Advancing a false narrative about how the wealthy are paying a lower tax rate than the middle class, CBS Bob Schieffer used his 60 Minutes session with the Republican ticket to push Mitt Romney and Paul Ryan to agree “fairness” means the rich should pay higher taxes. “A lot of people,” Schieffer contended, “think corporations and rich people are getting all these breaks and they’re getting stuck with paying the bills. They see some of the wealthiest paying the lowest tax rates. How are you going to fix that?”
Schieffer next insisted: “Doesn’t fairness dictate that the wealthiest people should not be paying the lowest taxes because that’s what happening many times?”
Countering a point made by Romney, Schieffer maintained: “You say that of course the wealthiest people pay the largest share, but don’t they also pay at a lower rate when you figure in capital gains and all of that?”
In fact, they do not. As USA Today noted in January, Romney’s 14 percent income tax rate is “a higher tax rate than the majority of taxpayers” pay and “the average effective tax rate for taxpayers with AGI of $1 million or more is 25%, according to the Tax Foundation analysis.”
In “Tax bracket vs. tax rate: They’re two different things,” reporter Sandra Block explained: “The average effective federal tax rate for American taxpayers is 11%, according to an analysis of 2009 IRS data by the Tax Foundation, a non-profit research organization. For individuals with adjusted gross income of $50,000 or less, the average effective tax rate is less than 5%, according to the Tax Foundation....”
More in my NB post: “Nets Use Romney’s Taxes to Advance Obama’s False ‘Fairness’ Narrative,” which included a table showing those earning between $50,000 and $75,000 pay an average effective income tax rate of 7 percent, 8 percent for those taking in $75,000 to $100,000 and 12 percent for those between $100,000 and $200,000.
Last year, Schieffer demanded of Ryan, as documented in a NB post with video: “How do you help that by reducing the amount of taxes that the richest people in the country pay? It would seem to me that's where you get revenue. How do you justify that?”

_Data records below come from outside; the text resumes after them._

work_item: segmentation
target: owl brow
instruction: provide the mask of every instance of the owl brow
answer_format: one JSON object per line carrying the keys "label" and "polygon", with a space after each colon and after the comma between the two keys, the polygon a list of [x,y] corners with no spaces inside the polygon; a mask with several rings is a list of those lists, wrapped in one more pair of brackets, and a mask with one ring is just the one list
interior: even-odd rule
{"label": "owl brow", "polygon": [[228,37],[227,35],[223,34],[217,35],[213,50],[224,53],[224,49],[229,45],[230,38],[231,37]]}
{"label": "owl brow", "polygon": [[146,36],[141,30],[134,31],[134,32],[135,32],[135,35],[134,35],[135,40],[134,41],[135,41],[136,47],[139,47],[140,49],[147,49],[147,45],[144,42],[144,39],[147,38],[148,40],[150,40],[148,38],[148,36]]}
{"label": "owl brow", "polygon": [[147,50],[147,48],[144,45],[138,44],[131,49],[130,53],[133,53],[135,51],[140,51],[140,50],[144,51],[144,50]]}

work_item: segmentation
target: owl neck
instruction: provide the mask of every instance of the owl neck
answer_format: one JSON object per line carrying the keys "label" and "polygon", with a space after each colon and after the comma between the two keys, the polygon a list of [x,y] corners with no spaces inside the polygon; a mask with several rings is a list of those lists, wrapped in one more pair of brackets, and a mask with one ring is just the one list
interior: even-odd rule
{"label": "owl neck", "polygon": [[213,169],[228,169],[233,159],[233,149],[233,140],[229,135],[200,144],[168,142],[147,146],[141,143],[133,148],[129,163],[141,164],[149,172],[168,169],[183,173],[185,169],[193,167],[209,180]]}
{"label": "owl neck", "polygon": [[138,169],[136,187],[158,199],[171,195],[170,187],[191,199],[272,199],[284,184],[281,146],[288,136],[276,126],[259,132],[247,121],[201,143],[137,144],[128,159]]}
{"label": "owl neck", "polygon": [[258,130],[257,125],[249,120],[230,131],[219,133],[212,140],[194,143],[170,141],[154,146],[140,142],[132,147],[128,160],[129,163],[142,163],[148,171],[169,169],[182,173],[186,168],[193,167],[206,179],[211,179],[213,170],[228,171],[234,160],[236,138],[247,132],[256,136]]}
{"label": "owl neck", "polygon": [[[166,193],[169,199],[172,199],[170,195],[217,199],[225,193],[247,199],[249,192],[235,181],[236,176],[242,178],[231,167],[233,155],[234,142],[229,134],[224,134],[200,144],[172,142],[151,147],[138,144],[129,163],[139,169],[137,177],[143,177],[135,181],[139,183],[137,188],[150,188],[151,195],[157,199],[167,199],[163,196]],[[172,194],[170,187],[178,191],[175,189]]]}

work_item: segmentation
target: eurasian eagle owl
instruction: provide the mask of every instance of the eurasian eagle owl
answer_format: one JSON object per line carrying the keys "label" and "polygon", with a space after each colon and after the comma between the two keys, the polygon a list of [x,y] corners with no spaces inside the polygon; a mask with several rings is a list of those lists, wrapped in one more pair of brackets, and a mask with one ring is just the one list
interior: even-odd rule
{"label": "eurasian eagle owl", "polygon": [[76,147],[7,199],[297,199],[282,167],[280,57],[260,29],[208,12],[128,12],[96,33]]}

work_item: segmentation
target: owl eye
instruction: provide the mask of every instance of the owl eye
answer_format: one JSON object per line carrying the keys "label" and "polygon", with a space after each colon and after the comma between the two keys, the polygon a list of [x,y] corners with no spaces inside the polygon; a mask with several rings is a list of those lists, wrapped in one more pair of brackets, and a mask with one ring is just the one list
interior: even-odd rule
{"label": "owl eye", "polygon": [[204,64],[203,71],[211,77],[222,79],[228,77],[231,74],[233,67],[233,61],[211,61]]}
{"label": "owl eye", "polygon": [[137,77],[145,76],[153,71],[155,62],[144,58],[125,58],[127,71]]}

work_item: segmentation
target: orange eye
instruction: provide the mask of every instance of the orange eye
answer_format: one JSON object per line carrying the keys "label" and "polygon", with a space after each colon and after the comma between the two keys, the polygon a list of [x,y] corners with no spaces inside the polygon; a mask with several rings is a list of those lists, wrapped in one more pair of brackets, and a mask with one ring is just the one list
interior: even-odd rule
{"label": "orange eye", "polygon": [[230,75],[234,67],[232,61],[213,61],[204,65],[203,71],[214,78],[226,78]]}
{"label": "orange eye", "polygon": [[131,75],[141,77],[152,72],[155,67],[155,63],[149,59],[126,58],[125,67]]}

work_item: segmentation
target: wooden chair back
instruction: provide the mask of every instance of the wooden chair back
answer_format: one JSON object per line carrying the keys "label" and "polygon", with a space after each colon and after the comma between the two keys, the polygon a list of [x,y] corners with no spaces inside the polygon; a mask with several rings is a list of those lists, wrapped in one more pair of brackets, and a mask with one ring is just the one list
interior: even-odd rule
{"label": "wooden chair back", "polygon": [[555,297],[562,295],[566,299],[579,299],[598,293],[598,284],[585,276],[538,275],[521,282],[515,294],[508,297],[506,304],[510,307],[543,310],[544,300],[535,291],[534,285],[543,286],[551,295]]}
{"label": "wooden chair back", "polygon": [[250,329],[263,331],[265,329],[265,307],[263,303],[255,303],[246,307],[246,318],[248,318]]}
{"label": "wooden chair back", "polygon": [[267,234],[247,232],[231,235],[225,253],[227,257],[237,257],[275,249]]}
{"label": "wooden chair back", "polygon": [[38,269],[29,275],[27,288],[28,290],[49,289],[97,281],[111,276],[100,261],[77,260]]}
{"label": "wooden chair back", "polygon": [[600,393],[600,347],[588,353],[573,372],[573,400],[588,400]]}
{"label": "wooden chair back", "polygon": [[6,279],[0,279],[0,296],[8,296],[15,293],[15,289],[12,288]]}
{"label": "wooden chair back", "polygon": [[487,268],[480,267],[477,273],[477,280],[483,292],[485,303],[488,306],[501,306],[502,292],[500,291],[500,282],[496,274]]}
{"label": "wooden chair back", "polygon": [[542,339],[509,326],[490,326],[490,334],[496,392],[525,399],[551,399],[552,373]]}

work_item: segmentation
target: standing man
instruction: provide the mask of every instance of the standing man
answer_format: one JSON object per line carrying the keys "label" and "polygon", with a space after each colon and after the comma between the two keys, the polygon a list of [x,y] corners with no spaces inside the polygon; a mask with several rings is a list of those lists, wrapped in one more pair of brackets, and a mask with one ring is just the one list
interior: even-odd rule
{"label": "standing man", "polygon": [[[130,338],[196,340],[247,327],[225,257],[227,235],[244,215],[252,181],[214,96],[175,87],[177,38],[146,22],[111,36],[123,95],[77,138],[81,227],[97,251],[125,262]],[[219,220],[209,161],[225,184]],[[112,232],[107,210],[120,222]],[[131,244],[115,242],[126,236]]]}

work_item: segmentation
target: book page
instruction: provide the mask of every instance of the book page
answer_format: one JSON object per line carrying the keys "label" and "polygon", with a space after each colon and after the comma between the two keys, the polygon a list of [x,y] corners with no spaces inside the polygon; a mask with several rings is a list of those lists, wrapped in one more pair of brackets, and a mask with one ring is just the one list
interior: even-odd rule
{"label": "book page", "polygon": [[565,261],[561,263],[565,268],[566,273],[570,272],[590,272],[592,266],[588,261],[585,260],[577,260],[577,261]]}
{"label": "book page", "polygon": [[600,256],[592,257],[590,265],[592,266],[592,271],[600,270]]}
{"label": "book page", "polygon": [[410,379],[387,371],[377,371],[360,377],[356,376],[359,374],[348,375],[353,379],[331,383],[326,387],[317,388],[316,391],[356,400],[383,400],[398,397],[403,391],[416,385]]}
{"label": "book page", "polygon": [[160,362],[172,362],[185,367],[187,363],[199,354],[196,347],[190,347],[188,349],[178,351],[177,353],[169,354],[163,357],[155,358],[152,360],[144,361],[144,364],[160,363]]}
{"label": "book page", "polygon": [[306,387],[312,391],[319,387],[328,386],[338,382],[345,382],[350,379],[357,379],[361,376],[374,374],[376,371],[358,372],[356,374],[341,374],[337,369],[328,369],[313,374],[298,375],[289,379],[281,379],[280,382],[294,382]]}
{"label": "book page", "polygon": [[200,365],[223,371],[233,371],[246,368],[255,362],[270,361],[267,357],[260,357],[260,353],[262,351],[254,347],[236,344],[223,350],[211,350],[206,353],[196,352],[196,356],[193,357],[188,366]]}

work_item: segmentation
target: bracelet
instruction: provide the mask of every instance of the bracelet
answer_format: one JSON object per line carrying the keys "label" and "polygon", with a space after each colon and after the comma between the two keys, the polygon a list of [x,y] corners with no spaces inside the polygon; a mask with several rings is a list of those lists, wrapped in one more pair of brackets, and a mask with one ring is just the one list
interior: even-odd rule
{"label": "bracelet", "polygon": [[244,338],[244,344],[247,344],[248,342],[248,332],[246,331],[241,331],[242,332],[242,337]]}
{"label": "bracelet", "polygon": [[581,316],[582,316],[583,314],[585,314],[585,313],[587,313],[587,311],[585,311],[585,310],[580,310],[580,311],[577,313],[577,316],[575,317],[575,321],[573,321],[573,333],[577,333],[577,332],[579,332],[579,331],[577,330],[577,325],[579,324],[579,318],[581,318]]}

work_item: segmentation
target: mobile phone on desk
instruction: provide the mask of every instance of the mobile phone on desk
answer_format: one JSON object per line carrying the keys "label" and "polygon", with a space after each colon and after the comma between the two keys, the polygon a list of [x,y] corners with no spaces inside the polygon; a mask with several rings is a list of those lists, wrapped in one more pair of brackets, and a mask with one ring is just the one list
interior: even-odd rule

From the Sunday, August 12 60 Minutes:
BOB SCHIEFFER: You said yesterday, I’m going to quote you, Mr. Ryan, “America is a place where if you work hard, and play by the rules, you can get ahead.” But the fact is, a lot of people don’t think that’s true anymore. They don’t think the rules are fair. They think corporations and rich people are getting all these breaks and they’re getting stuck with paying the bills. They see some of the wealthiest paying the lowest tax rates. How are you going to fix that?
PAUL RYAN: What I see is a new amount of crony capitalism and corporate welfare which both parties have been engaged in, but the President has brought this to a whole new level, where President Obama is picking winners and losers based on connections, based on fads like Solyndra and basically giving handouts to businesses, giving preferences to tax code. We want to get Washington out of the business of picking winners and losers. We want entrepreneurs to have the barriers removed from in front of them, so that people can work hard and succeed. We want to turn the American idea back on. We want a system of upward mobility, and what we think we need to do is bring fairness back to the system of getting government bureaucracy and political clout out of the system. Those are the kinds of reforms we’ve been talking about.
SCHIEFFER: Doesn’t fairness dictate that the wealthiest people should not be paying the lowest taxes because that’s what happening many times?
MITT ROMNEY: Well, fairness dictates that the highest income people should pay the greatest share of taxes, and they do. And the commitment that I’ve made is we will not have the top income earners in this country pay a smaller share of the tax burden. The highest income people will continue to pay the largest share of the tax burden and middle-income taxpayers, under my plan, get a break. Their taxes come down. So, we’re not going to reduce taxes for high-income people, and we are going to reduce taxes for middle-income people.
SCHIEFFER: You say that of course the wealthiest people pay the largest share, but don’t they also pay at a lower rate when you figure in capital gains and all of that?